STEMlab RED PITAYA SDR Transceiver Build Part 2

Now that the Stemlab Red Pitaya 125-14 module has been modified for use as an SDR (software defined radio), it is time to design and build a front end module with filtering, RF amplification and digital attenuation.

The Red Pitaya board has very wideband, high-speed ADC's that will digitize everything from DC up to tens of MHz and while this is desirable for a software-defined radio receiver, it is not without some downsides.

So what are the downsides:

• The ADC sees all RF energy within its analogue frequency bandwidth.
• Strong out-of-band signals separate from those we want to receive:
• Overload the ADC.
• Create unwanted intermodulation products. 
• Reduce dynamic range.
• Mask weak signals you want to be able to receive and hear.   

What is the solution:

Add band-limiting filters in front of the Red Pitaya's inputs to shape and limit the RF bandwidth presented to the ADC. It is crucial to prevent frequencies above half the ADC sampling rate (125 Megasamples per second) from entering the ADC.
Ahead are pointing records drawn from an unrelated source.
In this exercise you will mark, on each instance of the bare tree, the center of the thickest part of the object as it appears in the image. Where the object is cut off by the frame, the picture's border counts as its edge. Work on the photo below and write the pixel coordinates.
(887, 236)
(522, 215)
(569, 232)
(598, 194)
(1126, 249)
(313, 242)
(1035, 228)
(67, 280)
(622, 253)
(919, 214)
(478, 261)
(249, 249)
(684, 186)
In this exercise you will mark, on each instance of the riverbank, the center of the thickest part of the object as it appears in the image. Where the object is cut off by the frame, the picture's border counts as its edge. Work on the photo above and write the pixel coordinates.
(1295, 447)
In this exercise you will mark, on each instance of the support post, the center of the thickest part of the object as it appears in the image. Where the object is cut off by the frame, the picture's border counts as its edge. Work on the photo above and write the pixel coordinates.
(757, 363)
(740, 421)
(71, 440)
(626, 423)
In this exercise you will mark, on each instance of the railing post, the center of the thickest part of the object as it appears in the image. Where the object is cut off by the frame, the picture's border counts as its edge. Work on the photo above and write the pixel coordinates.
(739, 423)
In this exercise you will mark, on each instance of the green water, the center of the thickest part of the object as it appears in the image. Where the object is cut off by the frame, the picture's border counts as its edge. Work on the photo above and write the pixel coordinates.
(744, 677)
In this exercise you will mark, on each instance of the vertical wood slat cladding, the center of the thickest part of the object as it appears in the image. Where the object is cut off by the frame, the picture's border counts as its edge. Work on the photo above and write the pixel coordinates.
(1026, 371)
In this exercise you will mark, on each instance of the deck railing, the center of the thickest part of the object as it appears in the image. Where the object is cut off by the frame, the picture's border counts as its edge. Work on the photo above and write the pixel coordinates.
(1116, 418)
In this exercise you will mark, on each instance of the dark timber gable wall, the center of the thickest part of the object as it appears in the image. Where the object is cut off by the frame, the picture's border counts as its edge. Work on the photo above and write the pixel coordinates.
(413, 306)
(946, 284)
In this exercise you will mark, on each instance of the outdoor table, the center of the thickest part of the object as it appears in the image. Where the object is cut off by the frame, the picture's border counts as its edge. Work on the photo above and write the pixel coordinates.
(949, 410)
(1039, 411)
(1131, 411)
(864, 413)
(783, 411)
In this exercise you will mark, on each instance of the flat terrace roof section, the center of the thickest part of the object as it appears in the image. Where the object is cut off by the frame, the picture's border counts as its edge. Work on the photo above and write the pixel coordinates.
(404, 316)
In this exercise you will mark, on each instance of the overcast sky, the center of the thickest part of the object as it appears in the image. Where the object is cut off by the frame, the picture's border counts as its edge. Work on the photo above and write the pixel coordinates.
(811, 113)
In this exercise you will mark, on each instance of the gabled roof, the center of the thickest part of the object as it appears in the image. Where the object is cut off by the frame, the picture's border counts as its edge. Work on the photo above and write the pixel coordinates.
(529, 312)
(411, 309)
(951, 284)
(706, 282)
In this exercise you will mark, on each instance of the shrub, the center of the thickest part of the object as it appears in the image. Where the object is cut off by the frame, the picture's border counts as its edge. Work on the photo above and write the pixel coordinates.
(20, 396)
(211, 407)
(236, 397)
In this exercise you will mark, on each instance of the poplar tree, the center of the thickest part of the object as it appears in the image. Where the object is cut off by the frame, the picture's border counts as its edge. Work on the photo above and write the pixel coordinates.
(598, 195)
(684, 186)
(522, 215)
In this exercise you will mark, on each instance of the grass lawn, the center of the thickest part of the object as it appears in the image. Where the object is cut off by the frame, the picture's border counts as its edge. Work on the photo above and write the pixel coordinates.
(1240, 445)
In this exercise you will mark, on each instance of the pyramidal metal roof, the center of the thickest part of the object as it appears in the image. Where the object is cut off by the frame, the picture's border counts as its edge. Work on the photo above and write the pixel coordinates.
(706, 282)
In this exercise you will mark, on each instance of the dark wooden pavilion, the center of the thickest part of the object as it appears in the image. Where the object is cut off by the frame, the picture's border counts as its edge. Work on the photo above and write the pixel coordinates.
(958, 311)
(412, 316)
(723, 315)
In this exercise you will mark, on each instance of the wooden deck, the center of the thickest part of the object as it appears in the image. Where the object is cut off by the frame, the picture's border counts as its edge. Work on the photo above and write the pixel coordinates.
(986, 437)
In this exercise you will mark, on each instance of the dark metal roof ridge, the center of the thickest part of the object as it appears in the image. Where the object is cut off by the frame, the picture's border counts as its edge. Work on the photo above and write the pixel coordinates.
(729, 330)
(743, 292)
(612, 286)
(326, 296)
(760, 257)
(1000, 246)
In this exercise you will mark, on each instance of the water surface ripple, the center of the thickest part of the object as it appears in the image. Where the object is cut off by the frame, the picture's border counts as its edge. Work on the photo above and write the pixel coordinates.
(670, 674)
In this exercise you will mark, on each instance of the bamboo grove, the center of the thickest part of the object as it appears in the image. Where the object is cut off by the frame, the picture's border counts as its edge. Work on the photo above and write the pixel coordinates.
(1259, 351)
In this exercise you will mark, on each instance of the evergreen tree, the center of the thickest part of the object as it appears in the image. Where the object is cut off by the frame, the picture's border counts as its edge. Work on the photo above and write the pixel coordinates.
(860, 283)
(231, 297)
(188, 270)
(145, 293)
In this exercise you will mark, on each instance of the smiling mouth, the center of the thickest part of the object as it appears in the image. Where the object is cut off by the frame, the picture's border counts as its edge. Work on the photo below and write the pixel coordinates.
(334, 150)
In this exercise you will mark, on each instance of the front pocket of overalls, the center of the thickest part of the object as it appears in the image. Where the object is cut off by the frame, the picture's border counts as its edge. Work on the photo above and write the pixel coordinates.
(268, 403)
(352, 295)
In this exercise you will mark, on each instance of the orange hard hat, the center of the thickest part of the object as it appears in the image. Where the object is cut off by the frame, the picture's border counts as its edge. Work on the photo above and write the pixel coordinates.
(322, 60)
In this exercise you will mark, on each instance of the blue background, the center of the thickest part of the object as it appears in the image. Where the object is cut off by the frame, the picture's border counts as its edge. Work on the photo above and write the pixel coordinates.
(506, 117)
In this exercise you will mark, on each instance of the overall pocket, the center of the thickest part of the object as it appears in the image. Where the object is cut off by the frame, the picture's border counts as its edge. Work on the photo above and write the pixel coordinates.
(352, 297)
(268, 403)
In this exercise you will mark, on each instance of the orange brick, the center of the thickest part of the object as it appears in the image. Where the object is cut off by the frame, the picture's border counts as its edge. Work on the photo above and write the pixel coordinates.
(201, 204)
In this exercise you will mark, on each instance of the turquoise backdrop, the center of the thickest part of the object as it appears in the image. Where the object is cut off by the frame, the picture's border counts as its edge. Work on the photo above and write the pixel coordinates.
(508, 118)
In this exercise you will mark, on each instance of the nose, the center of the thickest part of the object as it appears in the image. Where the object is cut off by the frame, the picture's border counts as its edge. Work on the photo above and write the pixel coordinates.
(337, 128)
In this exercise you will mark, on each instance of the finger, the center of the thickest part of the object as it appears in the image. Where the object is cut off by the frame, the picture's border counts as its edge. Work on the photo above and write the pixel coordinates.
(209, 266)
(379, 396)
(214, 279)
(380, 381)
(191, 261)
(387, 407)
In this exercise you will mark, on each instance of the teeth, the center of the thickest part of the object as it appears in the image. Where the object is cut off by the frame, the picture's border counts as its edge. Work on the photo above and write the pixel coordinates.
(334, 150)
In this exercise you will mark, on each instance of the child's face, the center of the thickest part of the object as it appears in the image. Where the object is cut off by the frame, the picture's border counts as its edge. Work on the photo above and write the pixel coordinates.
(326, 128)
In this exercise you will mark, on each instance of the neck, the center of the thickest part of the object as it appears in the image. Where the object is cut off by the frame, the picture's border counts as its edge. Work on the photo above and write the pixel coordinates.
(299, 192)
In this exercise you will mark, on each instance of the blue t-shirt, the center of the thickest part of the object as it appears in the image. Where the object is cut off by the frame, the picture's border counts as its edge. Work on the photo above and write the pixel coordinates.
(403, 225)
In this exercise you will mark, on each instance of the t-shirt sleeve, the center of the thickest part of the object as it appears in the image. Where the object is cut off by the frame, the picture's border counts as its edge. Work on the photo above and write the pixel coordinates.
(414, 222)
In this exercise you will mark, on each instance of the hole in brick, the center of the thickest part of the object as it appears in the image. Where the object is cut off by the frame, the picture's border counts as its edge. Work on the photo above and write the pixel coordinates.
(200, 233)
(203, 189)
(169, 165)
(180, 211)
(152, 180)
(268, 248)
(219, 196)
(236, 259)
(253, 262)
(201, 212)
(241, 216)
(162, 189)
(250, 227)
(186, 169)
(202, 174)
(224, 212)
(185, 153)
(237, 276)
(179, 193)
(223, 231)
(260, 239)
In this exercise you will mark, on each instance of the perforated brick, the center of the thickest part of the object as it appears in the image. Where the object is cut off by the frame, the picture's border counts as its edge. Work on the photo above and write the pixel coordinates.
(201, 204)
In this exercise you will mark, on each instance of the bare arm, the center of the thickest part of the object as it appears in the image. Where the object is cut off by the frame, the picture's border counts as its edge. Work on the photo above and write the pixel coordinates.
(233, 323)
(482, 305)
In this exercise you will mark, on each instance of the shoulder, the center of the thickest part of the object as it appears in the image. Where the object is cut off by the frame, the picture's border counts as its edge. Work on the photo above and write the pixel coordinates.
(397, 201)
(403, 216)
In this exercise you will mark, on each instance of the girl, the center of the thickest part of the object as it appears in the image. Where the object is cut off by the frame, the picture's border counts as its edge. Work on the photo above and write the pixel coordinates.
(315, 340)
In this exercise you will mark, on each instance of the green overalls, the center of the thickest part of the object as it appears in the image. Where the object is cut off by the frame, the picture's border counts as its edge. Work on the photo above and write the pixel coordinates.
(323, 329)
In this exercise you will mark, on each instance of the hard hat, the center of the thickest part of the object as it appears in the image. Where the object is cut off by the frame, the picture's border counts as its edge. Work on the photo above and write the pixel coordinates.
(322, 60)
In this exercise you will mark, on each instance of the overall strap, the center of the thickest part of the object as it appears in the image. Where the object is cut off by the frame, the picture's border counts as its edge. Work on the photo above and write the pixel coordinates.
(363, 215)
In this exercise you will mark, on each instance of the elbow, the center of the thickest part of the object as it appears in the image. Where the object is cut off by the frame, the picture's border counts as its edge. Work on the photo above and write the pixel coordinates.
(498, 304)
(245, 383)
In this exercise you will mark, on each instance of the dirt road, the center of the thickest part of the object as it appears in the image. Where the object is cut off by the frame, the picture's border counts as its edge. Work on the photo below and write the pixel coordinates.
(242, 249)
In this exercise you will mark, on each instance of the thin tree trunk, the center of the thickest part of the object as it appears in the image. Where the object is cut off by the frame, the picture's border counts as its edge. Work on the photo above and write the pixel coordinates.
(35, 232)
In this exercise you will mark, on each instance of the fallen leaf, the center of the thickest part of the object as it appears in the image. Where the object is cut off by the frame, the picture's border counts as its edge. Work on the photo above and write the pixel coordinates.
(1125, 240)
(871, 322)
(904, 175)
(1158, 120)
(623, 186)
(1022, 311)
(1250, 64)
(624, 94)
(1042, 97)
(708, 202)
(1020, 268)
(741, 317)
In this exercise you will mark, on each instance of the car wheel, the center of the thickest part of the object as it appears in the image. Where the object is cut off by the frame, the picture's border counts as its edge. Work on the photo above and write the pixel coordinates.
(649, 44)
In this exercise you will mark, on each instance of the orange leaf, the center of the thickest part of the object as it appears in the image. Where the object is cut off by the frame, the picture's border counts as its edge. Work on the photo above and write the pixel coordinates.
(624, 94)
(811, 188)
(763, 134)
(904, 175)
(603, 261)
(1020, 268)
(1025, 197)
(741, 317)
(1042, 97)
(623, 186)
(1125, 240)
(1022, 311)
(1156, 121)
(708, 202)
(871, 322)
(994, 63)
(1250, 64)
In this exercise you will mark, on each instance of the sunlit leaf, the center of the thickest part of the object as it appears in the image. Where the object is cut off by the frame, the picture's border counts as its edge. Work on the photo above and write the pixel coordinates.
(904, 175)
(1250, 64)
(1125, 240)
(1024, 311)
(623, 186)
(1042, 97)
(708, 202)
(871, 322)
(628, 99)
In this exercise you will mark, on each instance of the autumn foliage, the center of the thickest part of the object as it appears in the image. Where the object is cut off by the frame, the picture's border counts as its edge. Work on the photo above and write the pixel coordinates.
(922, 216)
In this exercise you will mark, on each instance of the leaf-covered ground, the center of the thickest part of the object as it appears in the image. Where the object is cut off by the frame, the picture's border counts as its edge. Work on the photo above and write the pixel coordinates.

As my Red Pitaya has a sample rate of 125 MSPS, the half-frequency value is therefore 62.5 MHz. This value is technically referred to as the Nyquist frequency and it is essential to prevent frequencies above it from entering the ADC.

Practical Implementations:

• Add a Chebyshev or Elliptic Low-Pass filter to the Red Pitaya inputs with a cutoff frequency of 50 to 60MHz.
•  Fit switchable band-pass selection filters to the Red Pitaya Inputs.
•  Add some form of RF limiting to the Red Pitaya inputs.

The Red Pitaya does not contain any input filtering or protection to the ADC inputs so it should be considered mandatory that both filtering and protection are added before connecting an antenna in order to protect your investment!

Design Goals:

Having considered the practical implementations to filter and protect my Red Pitaya board, my thoughts turned to designing a suitable module that would meet the following criteria: 

• Provide strong out-of-band rejection of unwanted signals.

• Limit the level of signals presented to the ADC.

• Provide good dynamic range.

For the rejection of unwanted signals, I decided to utilize the band-pass filter that I designed for my Irwell HF Transceiver.

To limit the signal levels present at the ADC, I fitted a BAV99 high-speed back-to-back  diode pack on the input mod board that I featured in my previous blog post.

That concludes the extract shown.